Why this matters
Embeddings turn words, sentences, and documents into vectors so that meaning becomes searchable, comparable, and clusterable. As an NLP Engineer you will use embeddings to:
- Build semantic search and retrieval for RAG systems.
- Detect duplicates and near-duplicates in user content.
- Cluster support tickets or reviews by topics.
- Do zero-shot/label-embedding classification and intent detection.
- Create content-based recommendations when no user history exists.
Quick note: The quick test is available to everyone; if you log in, your progress is saved.
Concept explained simply
An embedding is a list of numbers (a vector) that captures the meaning of text. Texts with similar meaning have vectors that point in similar directions. We compare them using cosine similarity (how aligned two vectors are). Bigger cosine means more similar.
Mental model
Imagine a map of meaning. Every text gets an address on that map. Similar texts live close; unrelated texts are far. Searching for similar meaning is just finding the nearest addresses.
Core ideas you’ll use daily
- Vector length (norm): how long the arrow is. Often we normalize to length 1.
- Cosine similarity: the dot product of two unit vectors. Range: -1 to 1. Higher is more similar.
- Distance vs similarity: pick one metric and be consistent.
- Dimensionality: typical sizes are a few hundred to a few thousand. Higher is not always better.
How cosine similarity works (no heavy math)

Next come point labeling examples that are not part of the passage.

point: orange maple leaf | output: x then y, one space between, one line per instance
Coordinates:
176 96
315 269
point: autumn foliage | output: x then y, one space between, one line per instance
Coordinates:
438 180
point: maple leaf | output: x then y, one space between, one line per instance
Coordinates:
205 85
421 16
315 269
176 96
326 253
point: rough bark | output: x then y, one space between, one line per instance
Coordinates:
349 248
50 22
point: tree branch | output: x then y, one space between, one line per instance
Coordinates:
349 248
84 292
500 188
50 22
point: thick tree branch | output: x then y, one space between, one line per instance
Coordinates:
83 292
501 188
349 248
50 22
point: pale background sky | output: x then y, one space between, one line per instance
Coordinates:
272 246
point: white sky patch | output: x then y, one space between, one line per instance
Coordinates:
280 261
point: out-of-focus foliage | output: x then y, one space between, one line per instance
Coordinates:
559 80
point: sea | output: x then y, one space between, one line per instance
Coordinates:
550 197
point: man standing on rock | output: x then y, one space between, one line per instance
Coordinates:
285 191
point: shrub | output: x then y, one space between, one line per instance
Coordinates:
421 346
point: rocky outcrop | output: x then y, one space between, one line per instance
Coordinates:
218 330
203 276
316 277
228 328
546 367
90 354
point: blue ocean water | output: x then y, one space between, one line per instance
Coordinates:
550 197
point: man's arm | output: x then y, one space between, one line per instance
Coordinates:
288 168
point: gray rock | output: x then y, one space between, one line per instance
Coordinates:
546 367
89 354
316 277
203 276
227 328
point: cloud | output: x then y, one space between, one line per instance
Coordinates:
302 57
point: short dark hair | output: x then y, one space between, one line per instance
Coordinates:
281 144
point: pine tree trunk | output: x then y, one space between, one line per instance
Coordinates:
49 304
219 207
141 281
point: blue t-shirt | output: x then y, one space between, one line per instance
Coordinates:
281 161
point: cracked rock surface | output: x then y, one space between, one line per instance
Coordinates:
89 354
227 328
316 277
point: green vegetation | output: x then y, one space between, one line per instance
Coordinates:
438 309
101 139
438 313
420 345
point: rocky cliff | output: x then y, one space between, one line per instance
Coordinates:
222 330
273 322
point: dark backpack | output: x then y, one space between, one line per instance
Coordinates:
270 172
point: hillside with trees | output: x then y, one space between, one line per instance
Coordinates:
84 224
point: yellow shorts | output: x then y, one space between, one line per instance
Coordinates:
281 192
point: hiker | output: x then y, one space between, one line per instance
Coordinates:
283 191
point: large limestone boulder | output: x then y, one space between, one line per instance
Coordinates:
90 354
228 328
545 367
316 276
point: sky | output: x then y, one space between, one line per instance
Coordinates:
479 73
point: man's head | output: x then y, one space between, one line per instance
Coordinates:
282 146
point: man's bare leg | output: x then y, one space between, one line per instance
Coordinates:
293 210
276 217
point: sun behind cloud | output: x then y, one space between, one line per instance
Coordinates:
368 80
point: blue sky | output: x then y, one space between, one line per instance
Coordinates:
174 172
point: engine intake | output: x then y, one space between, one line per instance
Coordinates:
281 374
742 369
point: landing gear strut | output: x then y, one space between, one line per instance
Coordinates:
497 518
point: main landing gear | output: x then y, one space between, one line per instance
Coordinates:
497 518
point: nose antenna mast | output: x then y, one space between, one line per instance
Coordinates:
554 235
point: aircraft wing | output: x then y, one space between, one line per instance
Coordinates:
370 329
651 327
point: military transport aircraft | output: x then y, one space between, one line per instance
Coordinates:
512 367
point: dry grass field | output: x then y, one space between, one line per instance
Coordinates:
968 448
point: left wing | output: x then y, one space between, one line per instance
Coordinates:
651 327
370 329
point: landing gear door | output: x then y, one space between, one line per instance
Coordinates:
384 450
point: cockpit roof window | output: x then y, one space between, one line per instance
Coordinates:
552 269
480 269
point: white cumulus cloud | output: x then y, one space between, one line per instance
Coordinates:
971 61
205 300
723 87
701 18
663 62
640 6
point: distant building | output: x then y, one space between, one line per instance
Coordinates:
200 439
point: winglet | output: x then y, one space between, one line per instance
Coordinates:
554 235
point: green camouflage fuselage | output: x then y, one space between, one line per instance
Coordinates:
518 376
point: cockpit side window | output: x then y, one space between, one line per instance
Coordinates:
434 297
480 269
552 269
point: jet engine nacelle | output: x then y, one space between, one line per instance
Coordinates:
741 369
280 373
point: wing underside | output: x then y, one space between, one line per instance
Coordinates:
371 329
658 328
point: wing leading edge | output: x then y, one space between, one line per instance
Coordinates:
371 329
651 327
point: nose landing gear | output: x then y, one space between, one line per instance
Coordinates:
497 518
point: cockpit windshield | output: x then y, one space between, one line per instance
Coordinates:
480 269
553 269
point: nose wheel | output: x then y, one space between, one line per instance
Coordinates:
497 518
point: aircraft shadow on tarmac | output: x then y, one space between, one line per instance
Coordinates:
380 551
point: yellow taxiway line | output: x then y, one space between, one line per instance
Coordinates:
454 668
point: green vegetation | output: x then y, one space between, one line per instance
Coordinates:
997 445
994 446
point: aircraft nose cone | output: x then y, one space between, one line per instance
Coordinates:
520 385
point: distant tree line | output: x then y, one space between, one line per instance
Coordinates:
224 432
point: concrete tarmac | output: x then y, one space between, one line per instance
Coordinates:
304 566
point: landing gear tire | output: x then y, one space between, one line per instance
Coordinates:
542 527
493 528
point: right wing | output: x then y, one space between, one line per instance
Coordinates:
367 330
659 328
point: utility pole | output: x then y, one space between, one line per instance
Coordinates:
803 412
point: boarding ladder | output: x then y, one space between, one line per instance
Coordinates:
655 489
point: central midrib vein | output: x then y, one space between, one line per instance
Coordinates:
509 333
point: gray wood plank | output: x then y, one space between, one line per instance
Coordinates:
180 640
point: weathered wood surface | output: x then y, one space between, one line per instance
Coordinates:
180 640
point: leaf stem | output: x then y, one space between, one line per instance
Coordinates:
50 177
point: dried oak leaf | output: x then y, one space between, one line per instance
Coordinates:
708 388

Cosine similarity measures the angle between two vectors. If both vectors are unit length (normalized), cosine similarity equals their dot product. If they point the same way, similarity is 1; if opposite, -1; if orthogonal, ~0.
Practical toolbox
- Normalize vectors: divide by their length so comparisons are fair.

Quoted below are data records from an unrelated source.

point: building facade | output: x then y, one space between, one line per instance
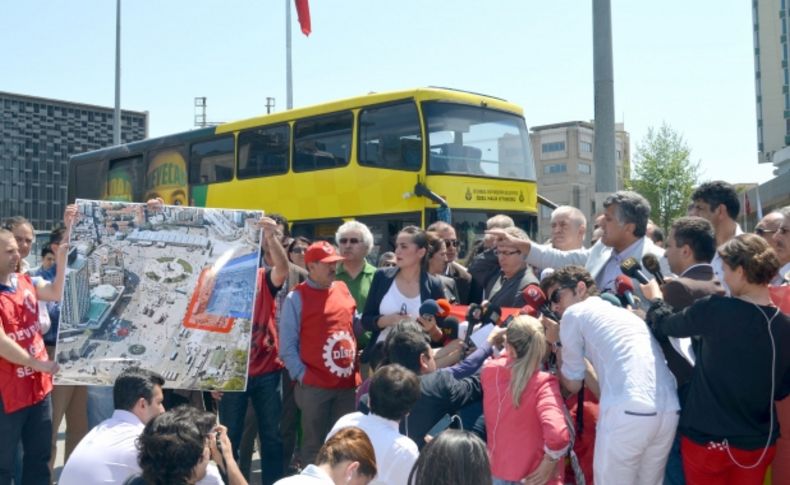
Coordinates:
566 170
771 19
37 137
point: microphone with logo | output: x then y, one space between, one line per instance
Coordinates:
650 262
625 289
631 267
536 299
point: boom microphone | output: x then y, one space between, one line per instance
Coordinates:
631 267
625 289
535 298
650 262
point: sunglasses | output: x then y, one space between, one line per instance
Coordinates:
505 253
555 295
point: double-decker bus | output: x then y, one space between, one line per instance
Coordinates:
385 159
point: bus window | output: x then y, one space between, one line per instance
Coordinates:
88 180
321 143
124 180
167 176
390 137
211 161
263 151
478 141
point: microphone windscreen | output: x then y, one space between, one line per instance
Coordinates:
650 262
546 273
529 310
622 284
533 296
429 307
611 299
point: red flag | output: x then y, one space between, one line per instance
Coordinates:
303 13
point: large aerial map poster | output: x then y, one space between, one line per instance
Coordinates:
168 288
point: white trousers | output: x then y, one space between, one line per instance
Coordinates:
631 448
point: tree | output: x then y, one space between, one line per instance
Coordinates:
664 174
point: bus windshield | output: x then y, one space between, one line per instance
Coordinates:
474 140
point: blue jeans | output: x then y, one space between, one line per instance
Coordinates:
100 404
31 426
265 391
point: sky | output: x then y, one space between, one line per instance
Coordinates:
687 64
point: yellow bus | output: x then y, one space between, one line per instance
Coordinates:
385 159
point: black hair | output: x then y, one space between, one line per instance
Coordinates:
631 208
455 457
405 344
696 233
171 445
393 391
132 384
716 193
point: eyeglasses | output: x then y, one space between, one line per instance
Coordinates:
761 231
506 253
555 295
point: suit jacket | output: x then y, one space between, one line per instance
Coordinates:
594 259
697 282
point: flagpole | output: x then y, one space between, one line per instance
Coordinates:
289 95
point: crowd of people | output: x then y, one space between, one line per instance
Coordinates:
645 357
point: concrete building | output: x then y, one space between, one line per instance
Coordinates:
37 137
772 81
565 168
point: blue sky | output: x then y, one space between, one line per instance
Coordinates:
689 64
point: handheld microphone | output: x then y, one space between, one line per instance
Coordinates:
650 262
449 328
625 289
611 298
535 298
631 268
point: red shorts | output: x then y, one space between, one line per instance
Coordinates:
711 464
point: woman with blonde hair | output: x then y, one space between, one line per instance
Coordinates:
527 434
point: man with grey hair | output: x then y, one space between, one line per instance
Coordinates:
624 227
355 242
453 269
504 289
568 226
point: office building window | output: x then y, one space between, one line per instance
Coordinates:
557 146
555 168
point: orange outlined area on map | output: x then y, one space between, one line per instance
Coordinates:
196 316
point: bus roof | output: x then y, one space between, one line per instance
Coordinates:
419 94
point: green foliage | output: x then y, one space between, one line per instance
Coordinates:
664 174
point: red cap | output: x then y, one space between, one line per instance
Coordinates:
321 252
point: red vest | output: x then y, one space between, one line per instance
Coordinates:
265 345
21 386
327 345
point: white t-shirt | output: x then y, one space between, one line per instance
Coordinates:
631 367
108 454
395 453
394 303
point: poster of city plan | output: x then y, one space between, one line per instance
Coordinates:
168 289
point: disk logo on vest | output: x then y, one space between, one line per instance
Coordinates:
339 354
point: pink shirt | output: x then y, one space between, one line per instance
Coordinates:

- Choose a metric: cosine similarity on unit vectors is a good default.
- Index vectors: store vectors with their item IDs; you’ll later fetch nearest neighbors for search and clustering.

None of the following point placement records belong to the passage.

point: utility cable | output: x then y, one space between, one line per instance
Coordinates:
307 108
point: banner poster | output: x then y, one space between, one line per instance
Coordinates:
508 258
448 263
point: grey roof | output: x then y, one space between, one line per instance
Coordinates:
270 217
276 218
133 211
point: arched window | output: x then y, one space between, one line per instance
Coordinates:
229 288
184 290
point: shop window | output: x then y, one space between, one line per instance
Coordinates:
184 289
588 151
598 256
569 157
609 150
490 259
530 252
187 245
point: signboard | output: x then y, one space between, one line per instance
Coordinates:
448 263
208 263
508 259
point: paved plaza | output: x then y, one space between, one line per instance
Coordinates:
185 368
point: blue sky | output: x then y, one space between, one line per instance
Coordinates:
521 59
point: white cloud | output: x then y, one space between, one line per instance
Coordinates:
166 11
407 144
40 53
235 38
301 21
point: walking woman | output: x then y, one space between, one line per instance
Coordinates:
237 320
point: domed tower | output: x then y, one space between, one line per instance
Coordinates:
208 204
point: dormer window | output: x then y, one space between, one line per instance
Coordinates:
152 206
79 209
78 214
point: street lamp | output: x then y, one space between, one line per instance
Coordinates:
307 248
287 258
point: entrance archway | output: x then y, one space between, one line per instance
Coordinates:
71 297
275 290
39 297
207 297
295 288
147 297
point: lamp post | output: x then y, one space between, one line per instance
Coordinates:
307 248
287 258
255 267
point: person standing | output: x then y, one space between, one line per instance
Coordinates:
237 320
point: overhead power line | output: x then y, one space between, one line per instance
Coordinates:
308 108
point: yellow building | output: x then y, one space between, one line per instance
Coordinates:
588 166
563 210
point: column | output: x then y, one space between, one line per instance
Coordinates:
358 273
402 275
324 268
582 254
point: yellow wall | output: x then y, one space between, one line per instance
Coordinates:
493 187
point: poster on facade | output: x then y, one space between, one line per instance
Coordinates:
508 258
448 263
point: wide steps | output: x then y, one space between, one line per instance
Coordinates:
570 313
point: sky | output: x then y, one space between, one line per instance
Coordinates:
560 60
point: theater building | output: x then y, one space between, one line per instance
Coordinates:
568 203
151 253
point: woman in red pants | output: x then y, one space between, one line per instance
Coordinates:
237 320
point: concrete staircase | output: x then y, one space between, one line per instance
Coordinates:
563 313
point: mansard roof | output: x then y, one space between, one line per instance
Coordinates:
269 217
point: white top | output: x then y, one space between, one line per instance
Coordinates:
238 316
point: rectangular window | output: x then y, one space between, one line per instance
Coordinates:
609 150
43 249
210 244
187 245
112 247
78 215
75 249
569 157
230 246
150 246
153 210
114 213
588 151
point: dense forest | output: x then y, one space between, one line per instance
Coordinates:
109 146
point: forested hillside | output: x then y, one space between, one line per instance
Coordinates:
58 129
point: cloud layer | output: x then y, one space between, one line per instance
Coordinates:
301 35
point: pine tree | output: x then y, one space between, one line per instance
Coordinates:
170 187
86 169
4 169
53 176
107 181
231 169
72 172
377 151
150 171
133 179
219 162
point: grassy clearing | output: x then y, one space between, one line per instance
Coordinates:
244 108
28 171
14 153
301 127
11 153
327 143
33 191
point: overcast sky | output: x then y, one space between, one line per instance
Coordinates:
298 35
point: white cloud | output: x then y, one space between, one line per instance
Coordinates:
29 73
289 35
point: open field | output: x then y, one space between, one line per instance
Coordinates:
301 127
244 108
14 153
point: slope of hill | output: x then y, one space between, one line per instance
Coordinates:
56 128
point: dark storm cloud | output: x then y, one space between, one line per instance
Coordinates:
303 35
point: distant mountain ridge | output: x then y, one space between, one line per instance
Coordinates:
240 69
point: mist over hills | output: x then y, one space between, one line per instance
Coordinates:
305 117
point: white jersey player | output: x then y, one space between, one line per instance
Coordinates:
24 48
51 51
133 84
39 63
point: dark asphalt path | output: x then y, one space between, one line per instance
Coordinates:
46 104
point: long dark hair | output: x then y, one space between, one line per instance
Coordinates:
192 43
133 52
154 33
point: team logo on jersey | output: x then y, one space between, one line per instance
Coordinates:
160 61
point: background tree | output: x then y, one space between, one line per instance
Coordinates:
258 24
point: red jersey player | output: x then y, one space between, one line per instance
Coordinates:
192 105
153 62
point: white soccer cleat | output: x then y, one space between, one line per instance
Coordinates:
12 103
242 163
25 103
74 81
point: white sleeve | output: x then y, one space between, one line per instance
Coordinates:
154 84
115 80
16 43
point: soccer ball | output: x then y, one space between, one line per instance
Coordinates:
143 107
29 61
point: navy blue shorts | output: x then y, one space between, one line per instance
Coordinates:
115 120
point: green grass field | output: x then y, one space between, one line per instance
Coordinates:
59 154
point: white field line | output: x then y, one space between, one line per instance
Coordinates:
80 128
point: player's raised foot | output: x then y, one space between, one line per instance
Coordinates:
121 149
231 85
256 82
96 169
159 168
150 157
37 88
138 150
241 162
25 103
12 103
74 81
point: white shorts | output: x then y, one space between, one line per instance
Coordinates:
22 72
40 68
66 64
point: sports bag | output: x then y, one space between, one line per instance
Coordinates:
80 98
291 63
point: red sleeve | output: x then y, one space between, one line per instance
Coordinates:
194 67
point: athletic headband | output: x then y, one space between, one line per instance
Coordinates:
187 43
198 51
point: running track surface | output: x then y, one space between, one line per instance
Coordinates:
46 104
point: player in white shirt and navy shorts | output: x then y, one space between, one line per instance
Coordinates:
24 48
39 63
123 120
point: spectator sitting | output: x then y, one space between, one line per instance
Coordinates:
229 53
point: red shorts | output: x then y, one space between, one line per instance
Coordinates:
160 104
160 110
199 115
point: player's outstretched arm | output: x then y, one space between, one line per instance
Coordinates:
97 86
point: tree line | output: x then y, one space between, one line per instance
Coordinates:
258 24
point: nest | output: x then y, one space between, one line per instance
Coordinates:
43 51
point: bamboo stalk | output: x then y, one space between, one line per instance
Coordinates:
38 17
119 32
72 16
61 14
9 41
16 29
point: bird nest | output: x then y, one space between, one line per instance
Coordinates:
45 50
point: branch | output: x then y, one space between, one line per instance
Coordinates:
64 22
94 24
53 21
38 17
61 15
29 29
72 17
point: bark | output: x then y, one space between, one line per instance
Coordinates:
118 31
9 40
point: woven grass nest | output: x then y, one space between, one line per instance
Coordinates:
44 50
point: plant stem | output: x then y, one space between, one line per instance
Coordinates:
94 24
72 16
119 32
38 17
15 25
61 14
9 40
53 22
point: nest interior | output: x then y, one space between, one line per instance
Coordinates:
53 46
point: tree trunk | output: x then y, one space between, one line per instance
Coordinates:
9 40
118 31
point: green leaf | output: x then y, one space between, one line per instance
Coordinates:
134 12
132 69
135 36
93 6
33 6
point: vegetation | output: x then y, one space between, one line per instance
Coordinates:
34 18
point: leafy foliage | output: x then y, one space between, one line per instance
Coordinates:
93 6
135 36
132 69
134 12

- Aggregate: for paragraphs/docs, average sentence embeddings or use a provided document embedding. Keep it consistent.
- Thresholds: pick a similarity cutoff by sampling pairs and inspecting matches. Start around 0.75–0.85 for English short-text, then tune.
Choosing and evaluating embeddings
- General vs domain-specific: domain models can capture jargon better. If coverage is poor, general models may win.
- Multilingual needs: use multilingual embeddings if you expect cross-language similarity.
- Zero-shot labels: embed class labels or short label descriptions; compare text to each label vector; pick the top similarity.
- Evaluate quickly:
- Create a small set of positive pairs (same meaning) and negative pairs (different meaning).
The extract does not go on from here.